3-minute orientation video
This video about the KDE Hub will let you meet a few members of the Hub team, and learn about who we are, what we do, and why. We hope it conveys our commitment to the Hub’s purpose, a positioning that aims to be respectful of others in the field, and players (people and organizations) who are active, or interested, in mental health promotion and complementary fields.
Our history: It’s both short and long
The KDE Hub is a new entity with deep roots. The vision and approach for the KDE Hub originated within the Propel Centre for Population Health Impact, hosted by the Faculty of Health, University of Waterloo from 1998 to 2019. Propel was a centre for engaged scholarship. It existed to improve the health of people and places in Canada and beyond, primarily by addressing underlying social, behavioural and environmental determinants of health and well-being.
Today, the KDE Hub is hosted by Renison University College, affiliated with the University of Waterloo. Renison’s shared values of social justice, equity, and diversity are aligned with the Hub’s mandate, the approach of the MHP-IF, and the work conducted by the funded projects across Canada.
The KDE Hub’s core commitments
We aim to act in ways that are consistent with our beliefs and theory of change. These actions are expressed as core commitments; promises to those we serve, and guideposts for the Hub’s work. We welcome your feedback on how well we’re keeping our commitments.
1) Focus on population mental health promotion for diverse groups of children and youth.
In keeping with the MHP-IF, the Hub’s work will focus on promotion of mental health at the population level.
2) Act in ways that respect properties of complex systems.
This reflects an understanding of the complexity of the problems, approaches needed to address them, and environments, including what this understanding means for knowledge development and exchange.
3) Support existing expertise and leadership.
The Hub does not hold all expertise. Our job is to understand, support and engage existing leadership within the funded projects and others with relevant expertise and experience.

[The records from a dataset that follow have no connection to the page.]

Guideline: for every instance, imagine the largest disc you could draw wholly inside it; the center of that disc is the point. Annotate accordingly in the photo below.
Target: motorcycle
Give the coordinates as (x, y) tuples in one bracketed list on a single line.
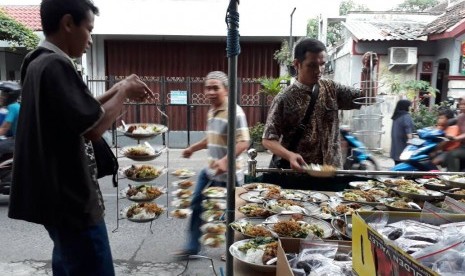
[(9, 92), (358, 157), (415, 156)]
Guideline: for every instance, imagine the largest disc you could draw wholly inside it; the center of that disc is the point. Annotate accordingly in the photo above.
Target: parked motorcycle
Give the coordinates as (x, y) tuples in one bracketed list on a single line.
[(415, 157), (9, 92), (358, 156)]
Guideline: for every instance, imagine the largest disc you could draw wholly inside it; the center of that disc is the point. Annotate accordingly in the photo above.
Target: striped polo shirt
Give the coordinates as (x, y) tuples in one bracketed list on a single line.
[(217, 137)]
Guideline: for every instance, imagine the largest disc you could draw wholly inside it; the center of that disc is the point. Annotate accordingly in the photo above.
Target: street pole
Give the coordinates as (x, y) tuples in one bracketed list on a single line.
[(290, 34), (233, 49)]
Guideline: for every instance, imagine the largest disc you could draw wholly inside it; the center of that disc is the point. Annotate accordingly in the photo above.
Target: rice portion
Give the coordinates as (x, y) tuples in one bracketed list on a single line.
[(254, 256)]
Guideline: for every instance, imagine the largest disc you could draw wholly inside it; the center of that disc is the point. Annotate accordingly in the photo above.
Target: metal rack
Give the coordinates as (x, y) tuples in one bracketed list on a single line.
[(165, 149)]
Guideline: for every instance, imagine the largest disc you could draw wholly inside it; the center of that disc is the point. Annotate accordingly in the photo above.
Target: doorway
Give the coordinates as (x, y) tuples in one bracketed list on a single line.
[(442, 83)]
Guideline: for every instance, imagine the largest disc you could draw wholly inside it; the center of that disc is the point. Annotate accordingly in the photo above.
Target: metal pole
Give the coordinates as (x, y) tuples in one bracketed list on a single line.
[(233, 50), (290, 34)]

4) Honour multiple ways of knowing and doing.
The Hub embraces different ways of knowing, doing, and being that are suitable for various populations, settings, and questions. For example, many projects engage Indigenous populations with opportunities within and beyond those projects to use Indigenous wholistic frameworks and ways of knowing.
5) Ensure KDE informs decision-making and contributes to new knowledge.
The work of the Hub reflects these two main purposes of knowledge development and exchange activities.
6) Address the most relevant KDE needs using the most suitable and rigorous methods.
This is a commitment to using the most suitable and appropriately rigorous methods, without compromising relevance. What are the kinds of learnings and questions that can be asked and answered credibly within and across MHP-IF projects?
7) Use participatory design practices in all we do.
All work undertaken by the Hub is underscored by a commitment to inclusive and participatory approaches for generating, translating, sharing and applying knowledge.
8) Embrace an improvement orientation to our work.
The Hub takes a continuous ‘learn as we go’ approach with relevant data collected and fed back to inform adaptations along the way.